Selanjutnya, hal itu bisa menjadi pemicu bagi anak-anak membuka situs porno lainnya. Hal ini terbukti dari data Kemenkominfo bahwa 97 persen siswa SMP-SMU pernah mengakses situs porno. Untuk itu, menurutnya, Kemenkominfo meminta kepada para penggiat portal internet agar menjaga dan memblokir akses pornografi di situsnya.
Jika masih membandel, kata Tifatul, Kemenkominfo akan menindaklanjutinya ke ranah hukum. Semua itu, lanjut dia, merupakan salah satu langkah dalam menyelamatkan genereasi muda.
Selain langkah pemerintah, Tifatul juga meminta agar semua pihak turut berpartisipasi dalam mendukung peniadaan situs yang mengandung nilai pornografi. Termasuk media massa, baik media elektronik maupun media cetak. ''Bukan berarti kami membatasi kebebasan pers, yang kami protes hanya tayangan yang terlalu vulgar dalam berita sehingga membuat orang tambah penasaran,'' katanya.
Tifatul mencontohkan kasus yang kini marak, yakni beredarnya video mirip artis yang cukup menguras perhatian publik. Dalam menyikapi kasus ini, tambahnya, media massa seharusnya bersikap lebih bijak. Sebab, banyak anak dibawah umur yang menonton televisi, jika tayangannya terlalu vulgar justru akan menimbulkan efek yang buruk. ''Harusnya media menayangkan berita ini dengan efek edukasi,'' kata dia.

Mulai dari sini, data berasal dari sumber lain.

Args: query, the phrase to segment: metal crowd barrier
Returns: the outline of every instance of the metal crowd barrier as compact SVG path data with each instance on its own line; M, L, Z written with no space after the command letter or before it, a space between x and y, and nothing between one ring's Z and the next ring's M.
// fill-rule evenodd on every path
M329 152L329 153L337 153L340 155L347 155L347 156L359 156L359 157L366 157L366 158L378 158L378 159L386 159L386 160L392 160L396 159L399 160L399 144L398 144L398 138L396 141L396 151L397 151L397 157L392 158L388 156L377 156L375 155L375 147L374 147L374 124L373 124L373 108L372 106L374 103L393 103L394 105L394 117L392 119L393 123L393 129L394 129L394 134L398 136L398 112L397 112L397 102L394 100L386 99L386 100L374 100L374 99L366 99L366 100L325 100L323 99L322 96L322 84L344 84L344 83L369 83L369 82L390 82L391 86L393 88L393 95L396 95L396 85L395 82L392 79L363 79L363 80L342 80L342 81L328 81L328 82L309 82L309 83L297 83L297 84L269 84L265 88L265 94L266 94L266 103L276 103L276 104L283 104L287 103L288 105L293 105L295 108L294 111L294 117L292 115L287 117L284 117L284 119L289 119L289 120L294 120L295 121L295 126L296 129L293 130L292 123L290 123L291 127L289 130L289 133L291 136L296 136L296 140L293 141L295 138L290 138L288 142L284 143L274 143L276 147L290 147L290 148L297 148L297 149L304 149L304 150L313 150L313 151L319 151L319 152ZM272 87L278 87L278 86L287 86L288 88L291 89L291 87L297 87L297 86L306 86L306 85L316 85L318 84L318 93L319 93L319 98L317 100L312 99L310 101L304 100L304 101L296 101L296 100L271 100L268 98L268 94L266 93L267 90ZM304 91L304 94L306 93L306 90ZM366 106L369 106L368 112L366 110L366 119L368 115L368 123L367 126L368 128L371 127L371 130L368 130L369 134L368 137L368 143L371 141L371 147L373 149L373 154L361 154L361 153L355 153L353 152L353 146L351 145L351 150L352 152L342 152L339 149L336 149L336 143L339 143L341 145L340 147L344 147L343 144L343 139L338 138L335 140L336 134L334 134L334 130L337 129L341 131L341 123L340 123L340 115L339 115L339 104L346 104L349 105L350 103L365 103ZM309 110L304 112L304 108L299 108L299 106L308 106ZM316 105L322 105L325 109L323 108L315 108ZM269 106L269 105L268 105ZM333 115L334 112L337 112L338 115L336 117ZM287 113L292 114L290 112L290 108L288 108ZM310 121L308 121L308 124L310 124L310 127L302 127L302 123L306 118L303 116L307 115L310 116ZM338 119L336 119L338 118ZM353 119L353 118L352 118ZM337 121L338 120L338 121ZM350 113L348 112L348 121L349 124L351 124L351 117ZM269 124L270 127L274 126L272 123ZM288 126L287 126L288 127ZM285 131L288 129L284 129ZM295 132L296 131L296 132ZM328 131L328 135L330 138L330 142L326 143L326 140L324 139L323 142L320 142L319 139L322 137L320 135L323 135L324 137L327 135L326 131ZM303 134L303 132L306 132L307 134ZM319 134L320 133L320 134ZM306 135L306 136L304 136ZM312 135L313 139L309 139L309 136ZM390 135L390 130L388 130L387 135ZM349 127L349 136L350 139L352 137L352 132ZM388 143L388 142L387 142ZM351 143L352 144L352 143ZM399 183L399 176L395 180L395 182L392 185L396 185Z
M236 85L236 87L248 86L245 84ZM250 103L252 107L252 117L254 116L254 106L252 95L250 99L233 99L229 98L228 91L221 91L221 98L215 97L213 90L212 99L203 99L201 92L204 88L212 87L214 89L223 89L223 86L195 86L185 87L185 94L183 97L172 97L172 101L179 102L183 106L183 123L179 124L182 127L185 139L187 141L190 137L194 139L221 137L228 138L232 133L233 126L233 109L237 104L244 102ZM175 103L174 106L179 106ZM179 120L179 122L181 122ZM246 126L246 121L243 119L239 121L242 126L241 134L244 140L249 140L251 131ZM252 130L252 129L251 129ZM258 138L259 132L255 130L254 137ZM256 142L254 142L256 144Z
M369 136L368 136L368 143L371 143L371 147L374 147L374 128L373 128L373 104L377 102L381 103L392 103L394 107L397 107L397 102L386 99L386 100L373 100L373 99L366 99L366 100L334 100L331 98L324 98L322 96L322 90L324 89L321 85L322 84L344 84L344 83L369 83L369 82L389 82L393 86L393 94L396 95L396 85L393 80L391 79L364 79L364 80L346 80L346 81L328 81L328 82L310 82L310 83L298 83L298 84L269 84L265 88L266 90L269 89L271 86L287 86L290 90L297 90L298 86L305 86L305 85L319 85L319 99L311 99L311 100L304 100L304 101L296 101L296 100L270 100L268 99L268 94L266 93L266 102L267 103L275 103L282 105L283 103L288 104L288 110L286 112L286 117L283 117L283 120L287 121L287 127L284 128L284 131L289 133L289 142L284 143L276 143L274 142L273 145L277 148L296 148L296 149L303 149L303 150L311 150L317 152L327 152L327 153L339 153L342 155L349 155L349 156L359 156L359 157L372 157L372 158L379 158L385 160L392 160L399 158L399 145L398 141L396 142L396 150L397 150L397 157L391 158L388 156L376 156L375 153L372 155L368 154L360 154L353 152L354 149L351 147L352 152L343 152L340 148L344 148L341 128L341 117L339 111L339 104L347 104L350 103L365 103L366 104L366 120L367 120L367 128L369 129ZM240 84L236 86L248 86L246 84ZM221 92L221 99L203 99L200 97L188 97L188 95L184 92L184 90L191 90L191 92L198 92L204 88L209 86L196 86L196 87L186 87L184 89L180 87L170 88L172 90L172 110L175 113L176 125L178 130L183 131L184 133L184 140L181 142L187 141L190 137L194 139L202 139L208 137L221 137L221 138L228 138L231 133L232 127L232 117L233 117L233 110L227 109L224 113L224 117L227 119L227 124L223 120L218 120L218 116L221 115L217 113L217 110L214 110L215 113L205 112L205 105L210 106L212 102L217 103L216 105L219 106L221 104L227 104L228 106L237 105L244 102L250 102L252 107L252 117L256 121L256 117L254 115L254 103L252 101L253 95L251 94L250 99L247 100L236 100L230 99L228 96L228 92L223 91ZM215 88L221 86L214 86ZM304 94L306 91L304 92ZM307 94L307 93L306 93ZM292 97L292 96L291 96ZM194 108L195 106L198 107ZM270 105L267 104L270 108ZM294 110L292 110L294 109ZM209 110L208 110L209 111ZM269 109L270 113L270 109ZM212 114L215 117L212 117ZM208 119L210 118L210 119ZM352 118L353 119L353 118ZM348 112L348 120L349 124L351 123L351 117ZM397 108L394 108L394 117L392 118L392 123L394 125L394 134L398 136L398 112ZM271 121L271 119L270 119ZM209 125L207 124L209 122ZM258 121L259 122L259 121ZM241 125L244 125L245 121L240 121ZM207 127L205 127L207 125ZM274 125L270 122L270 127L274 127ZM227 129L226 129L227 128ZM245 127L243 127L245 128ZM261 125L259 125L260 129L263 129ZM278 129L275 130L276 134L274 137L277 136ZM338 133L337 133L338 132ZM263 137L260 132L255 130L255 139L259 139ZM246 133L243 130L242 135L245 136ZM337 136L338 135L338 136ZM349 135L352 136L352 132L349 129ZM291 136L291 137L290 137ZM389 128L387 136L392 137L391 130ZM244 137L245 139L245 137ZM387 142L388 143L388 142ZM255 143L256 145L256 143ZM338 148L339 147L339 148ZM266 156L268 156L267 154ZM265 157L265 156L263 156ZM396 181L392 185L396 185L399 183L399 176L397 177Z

Oleh karena itu, Tifatul setuju bahwa kebebasan pers harus tetap dijamin, namun meminimalisasi pornografi tak akan mengganggu tugas-tugas jurnalistik. Apalagi, kasus video porno ini bisa dikatakan merupakan pelecehan pada semua nilai-nilai dasar negara dan agama, termasuk Pancasila dan UUD. ''Semua anak bangsa ini, kalau diracuni dengan pornografi terus menerus, akan mengganggu kompetisi di hadapan bangsa-bangsa lain,'' tegasnya.